Sua visão, seu olfato, sua percepção, tudo estava diferente. A mente tentava processar os novos fatos e pouco a pouco ia se recuperando. Luke olhou para o próprio corpo, percebendo que algo havia mudado. No lugar onde Henry o havia golpeado, uma grande mancha negra eternizava as lembranças daquele episódio sombrio. Levantando-se do chão, sentiu uma leveza jamais provada antes. Seus passos pareciam que não tocavam o solo. Seu olfato distinguia perfeitamente todos os odores daquele lugar. A visão enxergava nitidamente o lugar frio e escuro onde adormecera. Luke percebeu que era hora de sair da reclusão.
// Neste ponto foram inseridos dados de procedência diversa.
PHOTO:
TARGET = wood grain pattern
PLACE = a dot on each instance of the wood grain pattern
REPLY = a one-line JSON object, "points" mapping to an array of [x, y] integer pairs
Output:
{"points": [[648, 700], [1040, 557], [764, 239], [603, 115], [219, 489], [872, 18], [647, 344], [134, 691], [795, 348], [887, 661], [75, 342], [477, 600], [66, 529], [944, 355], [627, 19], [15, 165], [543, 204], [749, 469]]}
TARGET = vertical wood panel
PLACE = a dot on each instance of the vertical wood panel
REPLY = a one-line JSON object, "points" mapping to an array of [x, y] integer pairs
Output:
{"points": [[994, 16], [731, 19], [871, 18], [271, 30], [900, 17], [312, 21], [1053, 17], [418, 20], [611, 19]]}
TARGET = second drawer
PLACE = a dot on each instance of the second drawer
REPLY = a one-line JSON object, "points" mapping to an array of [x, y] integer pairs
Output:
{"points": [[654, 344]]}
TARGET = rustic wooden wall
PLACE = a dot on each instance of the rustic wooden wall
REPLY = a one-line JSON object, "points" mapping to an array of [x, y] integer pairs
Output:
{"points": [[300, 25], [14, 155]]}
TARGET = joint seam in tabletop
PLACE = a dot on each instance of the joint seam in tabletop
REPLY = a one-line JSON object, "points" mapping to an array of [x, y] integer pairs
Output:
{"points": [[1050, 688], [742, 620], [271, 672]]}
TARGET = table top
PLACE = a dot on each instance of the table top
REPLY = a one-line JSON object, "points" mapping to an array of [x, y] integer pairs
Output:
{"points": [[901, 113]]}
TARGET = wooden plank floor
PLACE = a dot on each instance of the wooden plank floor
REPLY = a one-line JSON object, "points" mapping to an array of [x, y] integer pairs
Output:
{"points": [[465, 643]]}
Com um salto, alcançou furtivamente o alçapão e abriu a porta que dava para o exterior. Lá fora, um pôr do sol alaranjado despedia-se dos seres vivos com seus leves raios deixando a Terra. Sentindo sua pele queimar, Luke retornou rapidamente para a escuridão de seu esconderijo, temendo o fulgor da claridade. No lugar onde os raios solares o tocaram, restara apenas uma leve cicatriz. Uma lágrima rolou por sua face quando se deu conta de que jamais tornaria a ver a luz do dia.